One real concern is that as we hear about a jobless recovery stretching out to 2016. This lean period for commercial real estate could go on for quite some time. Owners who are OK right now may not be next year, or the year after. As most real estate loans are 10 year balloon type loans, approximately 10% of the properties roll over reach year. The ability to refinance is deeply affected by occupancy, delinquencies and projections for renewals. All three of these can significantly negatively impact the value of a given property.
Through the refinance process, a number of new/current appraisals are coming out. No more 5% or 6% capitalization rates. No more rosy projections of continually rising rental income. The new loan will likely have recourse, if not 100%, a significant amount, which impacts an owner's appetite. These are some of the new realities (some would call them traditional or usual and customary lending practices).
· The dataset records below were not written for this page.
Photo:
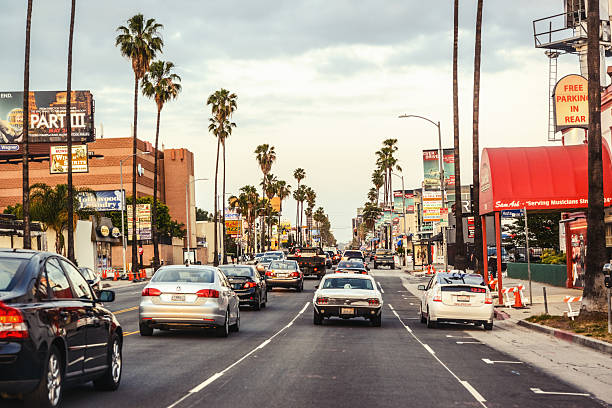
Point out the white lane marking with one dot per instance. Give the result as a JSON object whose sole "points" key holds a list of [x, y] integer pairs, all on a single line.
{"points": [[539, 391], [215, 376], [486, 360], [473, 391]]}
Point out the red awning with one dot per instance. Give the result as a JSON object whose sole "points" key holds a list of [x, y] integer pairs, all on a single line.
{"points": [[538, 178]]}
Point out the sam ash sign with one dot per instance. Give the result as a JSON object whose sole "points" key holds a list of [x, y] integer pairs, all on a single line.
{"points": [[571, 103]]}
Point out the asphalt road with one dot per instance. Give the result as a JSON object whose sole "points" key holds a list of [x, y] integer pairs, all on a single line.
{"points": [[280, 359]]}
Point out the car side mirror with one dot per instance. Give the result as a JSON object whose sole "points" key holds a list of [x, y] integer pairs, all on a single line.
{"points": [[106, 296]]}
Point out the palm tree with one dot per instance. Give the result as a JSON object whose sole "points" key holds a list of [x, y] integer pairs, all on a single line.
{"points": [[27, 239], [299, 174], [460, 259], [162, 85], [223, 106], [70, 197], [475, 147], [594, 293], [139, 41], [266, 156]]}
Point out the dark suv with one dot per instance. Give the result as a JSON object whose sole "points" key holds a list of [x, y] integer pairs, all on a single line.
{"points": [[54, 331]]}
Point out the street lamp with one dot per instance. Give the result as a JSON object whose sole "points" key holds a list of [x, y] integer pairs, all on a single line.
{"points": [[187, 210], [442, 185], [123, 203]]}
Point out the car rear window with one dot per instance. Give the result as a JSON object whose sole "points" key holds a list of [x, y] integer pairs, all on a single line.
{"points": [[9, 268], [186, 275], [347, 283], [243, 271]]}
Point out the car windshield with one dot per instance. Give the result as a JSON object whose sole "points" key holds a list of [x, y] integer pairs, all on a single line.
{"points": [[290, 265], [347, 283], [187, 275], [9, 267], [453, 278], [237, 271]]}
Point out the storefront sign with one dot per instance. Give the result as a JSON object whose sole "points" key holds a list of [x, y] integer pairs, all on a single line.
{"points": [[571, 103], [59, 159]]}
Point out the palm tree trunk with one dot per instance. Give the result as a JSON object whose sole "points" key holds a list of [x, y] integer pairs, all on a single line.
{"points": [[154, 214], [216, 215], [134, 175], [27, 239], [70, 200], [223, 209], [459, 243], [594, 293], [475, 146]]}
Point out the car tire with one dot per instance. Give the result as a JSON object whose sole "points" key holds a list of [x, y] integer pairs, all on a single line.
{"points": [[41, 397], [145, 330], [236, 326], [430, 323], [111, 378], [223, 331], [317, 318]]}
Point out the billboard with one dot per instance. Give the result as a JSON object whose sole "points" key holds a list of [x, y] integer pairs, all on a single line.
{"points": [[59, 159], [105, 200], [431, 169], [47, 122], [143, 221]]}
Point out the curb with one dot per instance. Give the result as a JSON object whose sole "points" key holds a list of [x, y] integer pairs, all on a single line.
{"points": [[595, 344]]}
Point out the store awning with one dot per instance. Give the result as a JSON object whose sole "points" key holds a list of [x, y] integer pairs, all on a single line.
{"points": [[538, 178]]}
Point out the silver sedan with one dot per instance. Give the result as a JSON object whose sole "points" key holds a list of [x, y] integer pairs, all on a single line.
{"points": [[193, 296]]}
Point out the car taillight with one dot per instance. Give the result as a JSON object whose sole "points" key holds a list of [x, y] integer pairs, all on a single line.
{"points": [[12, 324], [208, 293], [151, 292]]}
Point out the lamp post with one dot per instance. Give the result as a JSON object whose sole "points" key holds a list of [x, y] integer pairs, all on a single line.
{"points": [[442, 185], [123, 204], [187, 212]]}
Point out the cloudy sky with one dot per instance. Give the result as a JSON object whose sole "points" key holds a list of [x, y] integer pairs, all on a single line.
{"points": [[321, 80]]}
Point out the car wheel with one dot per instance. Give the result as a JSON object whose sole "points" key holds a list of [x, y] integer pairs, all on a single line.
{"points": [[111, 378], [145, 330], [430, 323], [317, 318], [223, 331], [236, 326]]}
The sudden change in the markets was, and is, hard to adjust to, but the prospect that these are the new realities for quite some time also impact the players on both sides.
To summarize, we see 2010 as more of 2009 (i.e., fewer, smaller deals). We think 2011 could see an uptick, albeit a cautious one, primarily because firms that have aggressively cut hours, will add back those hours before they add new employees. Given all of the tension in the markets, new hiring will be a last resort, very slow to come. So most firms will be looking for less space, not more, and they will be watching every penny in their occupancy budgets. Tie a knot and hang on. This too will pass and eventually things will get better.
William Norton, CRE, FRICS, is president of Norton Asset Management, Manchester, NH.